ABSTRACT

The principal task of this third chapter will be to set out and evaluate Husserl’s thought with respect to the essential relations between the imagination and time. Coming as it does in the midst of the present examination of Husserl’s concept of imagination, from this point onwards a more direct attempt to follow the sense or direction of Husserlian phenomenology towards its transformation in Heidegger will be made. As noted at the end of Chapter 2, Husserl too readily criticizes Kant for a putative restriction of his archaeology of human knowledge to purely cognitive sources. From the breakthrough in LU to the mature account of phenomenological philosophy in Ideas I Husserl fails to grant any positive significance to Kant’s transcendental aesthetic and the pivotal doctrine of the schematism.1 As a result, precisely those sections of the Critique of Pure Reason in which Kant articulates the dynamic relations between sensibility and cognition are left out of the Husserlian account. Considerations in the current section, however, will make clear that the phenomenological critique of knowledge is much closer to the Kantian perspective than Husserl was initially willing to acknowledge. According to the basic thesis advanced here, it is the theme of the imagination that makes this affinity of Husserl and Kant most readily apparent.
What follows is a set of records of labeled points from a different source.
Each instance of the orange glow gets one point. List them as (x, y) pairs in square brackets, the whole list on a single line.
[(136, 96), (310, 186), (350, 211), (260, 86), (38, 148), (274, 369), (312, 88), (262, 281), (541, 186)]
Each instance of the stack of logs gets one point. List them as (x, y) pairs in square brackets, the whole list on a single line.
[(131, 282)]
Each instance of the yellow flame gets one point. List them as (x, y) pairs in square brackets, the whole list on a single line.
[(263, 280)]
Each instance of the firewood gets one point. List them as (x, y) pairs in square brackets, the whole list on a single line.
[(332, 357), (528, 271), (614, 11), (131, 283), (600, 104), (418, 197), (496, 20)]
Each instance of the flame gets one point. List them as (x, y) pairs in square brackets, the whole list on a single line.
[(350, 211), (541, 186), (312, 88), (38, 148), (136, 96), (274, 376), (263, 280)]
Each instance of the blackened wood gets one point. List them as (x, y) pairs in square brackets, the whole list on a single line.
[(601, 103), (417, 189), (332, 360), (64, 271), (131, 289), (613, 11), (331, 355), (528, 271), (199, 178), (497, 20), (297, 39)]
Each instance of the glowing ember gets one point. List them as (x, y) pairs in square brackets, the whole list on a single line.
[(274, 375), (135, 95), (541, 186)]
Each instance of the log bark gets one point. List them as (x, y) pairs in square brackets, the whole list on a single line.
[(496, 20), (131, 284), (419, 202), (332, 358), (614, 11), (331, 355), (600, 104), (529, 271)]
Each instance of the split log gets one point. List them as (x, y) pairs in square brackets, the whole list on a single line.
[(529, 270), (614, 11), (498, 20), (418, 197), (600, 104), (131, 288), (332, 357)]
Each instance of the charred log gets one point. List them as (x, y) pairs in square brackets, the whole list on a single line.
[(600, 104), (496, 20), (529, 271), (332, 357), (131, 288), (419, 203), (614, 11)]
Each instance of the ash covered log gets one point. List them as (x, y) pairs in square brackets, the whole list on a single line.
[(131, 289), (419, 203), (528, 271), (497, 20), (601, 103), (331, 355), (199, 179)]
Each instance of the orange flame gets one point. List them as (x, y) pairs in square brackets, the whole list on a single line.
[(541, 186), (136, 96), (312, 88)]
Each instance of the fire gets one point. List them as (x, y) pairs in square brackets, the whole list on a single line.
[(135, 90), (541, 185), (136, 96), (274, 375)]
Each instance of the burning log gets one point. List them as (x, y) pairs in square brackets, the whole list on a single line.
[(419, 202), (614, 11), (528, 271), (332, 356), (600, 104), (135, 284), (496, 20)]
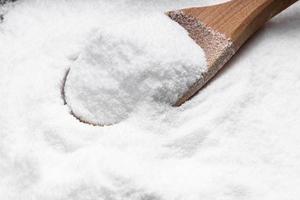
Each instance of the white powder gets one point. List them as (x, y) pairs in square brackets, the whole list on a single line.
[(237, 139), (150, 58)]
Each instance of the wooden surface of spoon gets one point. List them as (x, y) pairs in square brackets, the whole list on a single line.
[(222, 29)]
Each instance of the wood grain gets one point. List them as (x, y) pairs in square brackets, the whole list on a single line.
[(222, 29), (239, 19)]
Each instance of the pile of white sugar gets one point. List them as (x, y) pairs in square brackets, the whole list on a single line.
[(237, 139), (144, 60)]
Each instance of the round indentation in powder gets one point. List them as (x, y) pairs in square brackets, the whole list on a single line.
[(151, 59)]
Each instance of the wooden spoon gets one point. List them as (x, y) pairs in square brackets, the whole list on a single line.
[(222, 29)]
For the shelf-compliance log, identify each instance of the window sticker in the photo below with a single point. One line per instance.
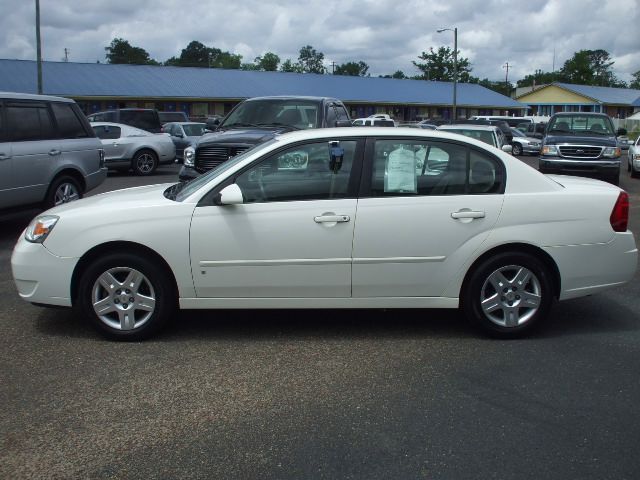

Thus, precisely that mediating power which Kant recognized as binding together concept and intuition is by no means-as might at first seem to follow from Husserl’s postulation of non-sensible categorial intuition-made redundant in phenomenology. As will emerge, rather than dispensing with the need for the imagination, Husserl inherits the very problem of identifying its ‘proper place’ within the economy of conscious life that persisted throughout Kant’s critical period of thought. Indeed, the central thesis of the present enquiry is that the ‘homelessness’ of the imagination (as Heidegger would go on to speak of it) indicates nothing other than a radical fissure in the phenomenological edifice, a split in mental life that will be taken up by those who follow in Husserl’s footsteps and ‘repeat’ his phenomenological moves in one form or another.